Но как же быть с применением этой категории причинности (а также и всех остальных категорий, ведь без них не может быть никакого познания существующего) к вещам, которые суть не предметы возможного опыта, а выходят за его пределы? Ведь я мог дедуцировать объективную реальность этих понятий только в отношении предметов возможного опыта. Но именно то, что я выручил их только в этом случае и показал, что посредством категорий можно мыслить объекты, хотя нельзя их a priori определять, – именно это и дает им место в чистом рассудке, откуда они и могут быть соотнесены с объектами вообще (чувственными или нечувственными). Чего здесь еще не хватает, так это условия применения этих категорий, и особенно категории причинности, к предметам, а именно [не хватает еще] созерцания, которое там, где оно не дано, делает невозможным применение категорий для теоретического познания предмета как ноумена; такое применение, следовательно, если кто и отважится на это (как это было в «Критике чистого разума»), совершенно недопустимо; однако объективная реальность понятия всегда остается и может быть применена и к ноуменам, но при этом нельзя определить это понятие теоретически и этим приобрести какое-нибудь знание. В самом деле, то, что это понятие не содержит в себе ничего невозможного и по отношению к объекту, было доказано тем, что ему было обеспечено его место в чистом рассудке при всяком применении к предметам чувств; и если мы затем относим это понятие к вещам самим по себе (которые не могут быть предметами опыта), то хотя оно не способно дать определение для представления об определенном предмете в целях теоретического познания, но оно все же могло еще для какой-то другой (может быть, практической) цели быть способным дать определение для применения его, чего не могло бы быть, если бы, как думает Юм, это понятие причинности содержало в себе нечто такое, чего вообще нельзя мыслить.

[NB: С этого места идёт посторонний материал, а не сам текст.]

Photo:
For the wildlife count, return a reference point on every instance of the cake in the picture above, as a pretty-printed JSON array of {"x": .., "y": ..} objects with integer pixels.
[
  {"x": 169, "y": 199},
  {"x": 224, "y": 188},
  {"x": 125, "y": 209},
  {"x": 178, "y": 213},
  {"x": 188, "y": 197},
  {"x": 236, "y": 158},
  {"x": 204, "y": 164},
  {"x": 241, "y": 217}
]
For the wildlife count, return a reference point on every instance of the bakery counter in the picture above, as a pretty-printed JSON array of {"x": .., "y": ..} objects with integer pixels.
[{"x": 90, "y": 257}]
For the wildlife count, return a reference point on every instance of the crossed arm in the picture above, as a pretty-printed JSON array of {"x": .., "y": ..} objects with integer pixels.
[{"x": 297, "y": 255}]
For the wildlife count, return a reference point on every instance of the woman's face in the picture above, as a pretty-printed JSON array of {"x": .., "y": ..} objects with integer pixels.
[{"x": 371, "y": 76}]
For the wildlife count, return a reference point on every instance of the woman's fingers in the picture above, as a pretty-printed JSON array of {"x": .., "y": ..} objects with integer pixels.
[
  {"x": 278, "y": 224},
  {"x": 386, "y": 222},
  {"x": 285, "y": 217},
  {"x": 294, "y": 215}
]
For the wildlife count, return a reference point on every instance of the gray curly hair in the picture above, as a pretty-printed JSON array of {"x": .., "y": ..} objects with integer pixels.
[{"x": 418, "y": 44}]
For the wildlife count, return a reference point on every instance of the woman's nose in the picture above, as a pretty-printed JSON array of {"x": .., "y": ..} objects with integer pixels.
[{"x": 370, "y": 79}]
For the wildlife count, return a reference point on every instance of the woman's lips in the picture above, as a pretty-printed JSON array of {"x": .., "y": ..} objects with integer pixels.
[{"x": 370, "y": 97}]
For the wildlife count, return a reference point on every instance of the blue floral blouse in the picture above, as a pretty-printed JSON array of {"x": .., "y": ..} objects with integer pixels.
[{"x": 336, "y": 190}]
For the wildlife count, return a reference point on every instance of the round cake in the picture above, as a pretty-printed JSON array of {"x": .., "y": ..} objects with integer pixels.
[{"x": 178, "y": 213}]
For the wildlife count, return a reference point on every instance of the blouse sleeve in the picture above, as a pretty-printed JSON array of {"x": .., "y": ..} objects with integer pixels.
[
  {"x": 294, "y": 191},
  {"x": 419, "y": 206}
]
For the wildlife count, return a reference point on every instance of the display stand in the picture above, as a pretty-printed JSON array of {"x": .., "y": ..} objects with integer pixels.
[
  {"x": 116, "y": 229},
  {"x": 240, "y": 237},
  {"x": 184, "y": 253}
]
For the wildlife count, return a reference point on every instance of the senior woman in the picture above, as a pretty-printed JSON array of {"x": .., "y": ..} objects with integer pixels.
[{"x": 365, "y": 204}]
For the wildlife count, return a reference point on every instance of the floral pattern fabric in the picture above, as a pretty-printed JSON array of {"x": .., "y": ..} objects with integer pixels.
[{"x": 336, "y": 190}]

Чтобы найти это условие применения данного понятия к ноуменам, нам надо вспомнить только, почему мы не довольствуемся применением его к предметам опыта, а хотели бы пользоваться им и для вещей самих по себе. Тогда окажется, что это сделала для нас необходимым не теоретическая, а практическая цель. Для спекуляции, если бы это нам и удалось, мы этим не сделали бы никакого действительного приобретения в познании природы и вообще в отношении предметов, которые могли бы где-то быть нам даны; во всяком случае мы здесь сделали бы большой шаг от чувственно обусловленного (оставаться при нем и усердно продвигаться вдоль цепи причин – для этого мы уже приложили достаточно усилий) к сверхчувственному, чтобы завершить и ограничить наше познание со стороны оснований, хотя всегда остается незаполненной бесконечная пропасть между этими границами и тем, что мы знаем, и мы скорее внимали бы пустому любопытству, чем основательной любознательности.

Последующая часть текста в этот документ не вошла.